L’un des angles les plus stimulants de l’analyse réside dans sa distinction fondamentale entre le « monde réel », espace des interactions incarnées, synchrones, au sein de communautés pérennes, et le « monde virtuel », caractérisé par la désincarnation, l’asynchronie et la versatilité des liens. Cette dichotomie n’est pas une classique opposition binaire : elle éclaire la nature profonde de l’anxiété générationnelle. Car si l’être humain, créature fondamentalement sociale et incarnée, tire sa résilience et son identité de la « syntonie » émotionnelle et de l’« apprentissage social » au contact direct d’autrui, l’enfance du smartphone le prive de ces expériences structurantes. Les rites de passage, jadis orchestrés par la communauté pour marquer la « transition bloquée vers l’âge adulte », se dissolvent dans un présent perpétuel, sans jalons ni repères, où l’âge lui-même perd de son importance normative. Jonathan Haidt suggère avec pertinence que ce déracinement, cette perte de contact avec la texture même du réel, nourrit une anomie durkheimienne, un sentiment de « vacuité » où l’individu, privé du regard structurant de la communauté incarnée, peine à trouver sa place et son sens. La dégradation spirituelle qui en résulte, cette incapacité croissante à « se dépasser », à s’émerveiller ou à s’inscrire dans une continuité qui transcende l’ego, constitue peut-être le legs le plus insidieux de ce « grand recâblage ».

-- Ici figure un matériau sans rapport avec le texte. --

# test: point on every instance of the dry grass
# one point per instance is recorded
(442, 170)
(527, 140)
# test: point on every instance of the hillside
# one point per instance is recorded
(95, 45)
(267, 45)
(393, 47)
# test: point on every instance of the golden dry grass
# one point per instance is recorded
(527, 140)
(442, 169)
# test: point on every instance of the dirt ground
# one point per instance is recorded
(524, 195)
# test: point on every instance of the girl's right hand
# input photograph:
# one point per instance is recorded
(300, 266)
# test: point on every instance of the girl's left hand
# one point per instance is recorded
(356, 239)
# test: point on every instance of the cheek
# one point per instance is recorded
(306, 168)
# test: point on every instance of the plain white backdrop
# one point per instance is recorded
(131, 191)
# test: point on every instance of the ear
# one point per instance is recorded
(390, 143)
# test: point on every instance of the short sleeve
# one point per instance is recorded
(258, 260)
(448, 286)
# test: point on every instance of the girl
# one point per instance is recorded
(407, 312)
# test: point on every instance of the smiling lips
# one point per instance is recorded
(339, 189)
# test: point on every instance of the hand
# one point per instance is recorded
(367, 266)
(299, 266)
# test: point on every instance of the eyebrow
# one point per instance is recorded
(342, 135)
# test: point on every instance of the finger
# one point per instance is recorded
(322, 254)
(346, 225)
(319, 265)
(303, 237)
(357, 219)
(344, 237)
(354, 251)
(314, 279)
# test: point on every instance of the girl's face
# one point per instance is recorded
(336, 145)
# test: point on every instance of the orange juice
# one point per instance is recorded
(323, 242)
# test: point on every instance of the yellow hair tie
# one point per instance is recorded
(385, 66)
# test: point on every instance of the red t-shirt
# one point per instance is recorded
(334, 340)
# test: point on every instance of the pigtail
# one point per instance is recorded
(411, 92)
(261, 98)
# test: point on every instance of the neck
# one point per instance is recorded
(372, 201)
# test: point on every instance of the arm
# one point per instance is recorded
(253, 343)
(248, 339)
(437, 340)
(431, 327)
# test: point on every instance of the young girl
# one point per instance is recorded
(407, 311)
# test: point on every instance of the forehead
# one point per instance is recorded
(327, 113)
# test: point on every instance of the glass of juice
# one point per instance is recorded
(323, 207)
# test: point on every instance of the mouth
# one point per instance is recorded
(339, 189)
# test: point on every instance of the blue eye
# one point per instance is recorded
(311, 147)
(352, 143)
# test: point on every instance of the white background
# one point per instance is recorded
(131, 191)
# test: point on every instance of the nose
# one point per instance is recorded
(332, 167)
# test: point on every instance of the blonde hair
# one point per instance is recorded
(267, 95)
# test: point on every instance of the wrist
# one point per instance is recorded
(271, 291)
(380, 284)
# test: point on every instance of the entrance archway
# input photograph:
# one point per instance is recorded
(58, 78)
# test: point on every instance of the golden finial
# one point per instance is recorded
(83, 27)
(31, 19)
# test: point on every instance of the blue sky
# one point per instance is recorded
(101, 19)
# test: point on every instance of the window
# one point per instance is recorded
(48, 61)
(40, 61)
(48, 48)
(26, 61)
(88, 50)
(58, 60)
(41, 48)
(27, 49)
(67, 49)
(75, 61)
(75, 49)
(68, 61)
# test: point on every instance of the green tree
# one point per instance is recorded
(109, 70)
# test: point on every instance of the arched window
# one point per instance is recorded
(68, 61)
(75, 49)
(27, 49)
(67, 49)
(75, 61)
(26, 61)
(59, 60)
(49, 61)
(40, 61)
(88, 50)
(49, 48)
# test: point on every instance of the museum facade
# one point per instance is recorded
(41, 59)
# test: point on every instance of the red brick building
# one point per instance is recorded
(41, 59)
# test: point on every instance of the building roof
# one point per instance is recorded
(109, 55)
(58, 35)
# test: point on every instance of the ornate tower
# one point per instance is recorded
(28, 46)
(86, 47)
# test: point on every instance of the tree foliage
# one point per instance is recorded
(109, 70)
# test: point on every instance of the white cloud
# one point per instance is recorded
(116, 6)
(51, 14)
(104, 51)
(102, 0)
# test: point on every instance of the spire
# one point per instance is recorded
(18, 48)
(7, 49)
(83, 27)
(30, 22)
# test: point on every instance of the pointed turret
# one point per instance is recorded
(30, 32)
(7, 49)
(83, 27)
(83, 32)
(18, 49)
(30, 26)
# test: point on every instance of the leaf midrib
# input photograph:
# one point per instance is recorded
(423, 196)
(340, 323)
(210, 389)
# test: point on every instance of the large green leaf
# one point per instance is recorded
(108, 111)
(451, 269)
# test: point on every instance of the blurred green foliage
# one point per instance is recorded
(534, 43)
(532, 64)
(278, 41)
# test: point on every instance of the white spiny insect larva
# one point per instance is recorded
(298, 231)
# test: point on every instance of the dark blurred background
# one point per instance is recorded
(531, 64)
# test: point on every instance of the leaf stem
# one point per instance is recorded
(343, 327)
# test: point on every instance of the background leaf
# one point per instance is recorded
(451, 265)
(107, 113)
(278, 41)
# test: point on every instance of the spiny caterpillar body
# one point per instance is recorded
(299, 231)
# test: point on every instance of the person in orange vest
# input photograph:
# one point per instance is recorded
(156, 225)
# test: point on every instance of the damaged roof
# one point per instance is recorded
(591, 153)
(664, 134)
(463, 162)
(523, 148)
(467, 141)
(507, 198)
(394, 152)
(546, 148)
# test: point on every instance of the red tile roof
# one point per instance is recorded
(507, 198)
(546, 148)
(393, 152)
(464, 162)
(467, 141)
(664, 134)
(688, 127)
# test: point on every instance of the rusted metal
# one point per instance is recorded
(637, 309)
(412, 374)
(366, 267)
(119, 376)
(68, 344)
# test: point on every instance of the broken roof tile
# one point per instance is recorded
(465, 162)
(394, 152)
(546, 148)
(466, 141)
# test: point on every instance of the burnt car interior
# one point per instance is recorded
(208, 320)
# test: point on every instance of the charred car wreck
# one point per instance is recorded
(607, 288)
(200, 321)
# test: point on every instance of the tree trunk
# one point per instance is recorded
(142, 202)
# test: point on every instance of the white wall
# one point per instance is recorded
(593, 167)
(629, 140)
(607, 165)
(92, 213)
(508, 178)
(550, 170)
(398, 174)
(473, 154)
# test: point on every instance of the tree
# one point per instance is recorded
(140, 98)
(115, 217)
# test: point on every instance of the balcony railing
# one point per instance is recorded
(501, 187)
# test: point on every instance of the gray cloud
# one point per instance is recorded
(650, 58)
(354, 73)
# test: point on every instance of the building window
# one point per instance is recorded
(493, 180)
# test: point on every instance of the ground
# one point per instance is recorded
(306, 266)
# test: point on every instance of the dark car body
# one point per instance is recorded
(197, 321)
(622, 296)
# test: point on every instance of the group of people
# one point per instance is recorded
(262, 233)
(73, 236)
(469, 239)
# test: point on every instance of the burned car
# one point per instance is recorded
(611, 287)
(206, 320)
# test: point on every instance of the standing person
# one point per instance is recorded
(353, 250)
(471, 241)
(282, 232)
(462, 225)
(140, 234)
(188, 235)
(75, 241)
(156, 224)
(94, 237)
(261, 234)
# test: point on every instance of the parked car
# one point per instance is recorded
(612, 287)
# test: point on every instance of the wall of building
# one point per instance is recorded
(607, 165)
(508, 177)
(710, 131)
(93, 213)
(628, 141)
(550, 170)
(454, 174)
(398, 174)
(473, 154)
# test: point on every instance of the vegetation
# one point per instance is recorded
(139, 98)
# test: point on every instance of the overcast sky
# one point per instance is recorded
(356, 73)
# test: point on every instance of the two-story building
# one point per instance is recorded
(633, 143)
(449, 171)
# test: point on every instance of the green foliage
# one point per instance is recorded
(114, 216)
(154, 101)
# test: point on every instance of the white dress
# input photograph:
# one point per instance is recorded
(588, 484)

L'orchestration d'une réponse

Face à ce tableau d’une humanité collectivement engagée dans une forme d’auto-sabotage développemental, Jonathan Haidt refuse le pessimisme stérile. La dernière partie de Génération Anxieuse, « Agir ensemble pour une enfance plus saine », se veut un manuel de désintoxication collective. Sans se cantonner au rôle de Cassandre, l’auteur déploie un arsenal de propositions pragmatiques, s’adressant tour à tour aux parents, aux établissements scolaires, aux géants de la tech et aux gouvernements. Ces suggestions, allant de l’interdiction des smartphones à l’école, à la refonte des lois sur la « majorité numérique », en passant par la promotion du « jeu non surveillé », reposent toutes sur un principe cardinal : la nécessité de surmonter les « problèmes d’action collective ». Car, comme le démontre l’expérience classique de Latane et Darley sur l’apathie des témoins, l’inaction individuelle face à un péril perçu collectivement est souvent la norme. Il devient donc impératif, pour Haidt, de « se faire entendre et [de se] rassemble[r] ». Cet appel à une responsabilité partagée, où chaque acteur de la société est convié à prendre sa part dans la reconstruction d’une enfance plus incarnée et moins anxieuse, constitue la véritable force motrice de l’ouvrage. Jonathan Haidt ne prêche pas une croisade anti-technologique. Il plaide pour une réappropriation éthique et anthropologiquement éclairée de nos outils, afin qu’ils servent l’épanouissement humain au lieu de l’entraver. L’enjeu est de « ramener nos enfants à la maison », non pas pour les y cloîtrer, mais pour leur permettre de s’enraciner à nouveau dans la terre ferme du réel, avant, peut-être, de s’envoler vers de nouveaux horizons, y compris numériques, mais armés d’une boussole intérieure que l’enfance du jeu aura su, patiemment, façonner.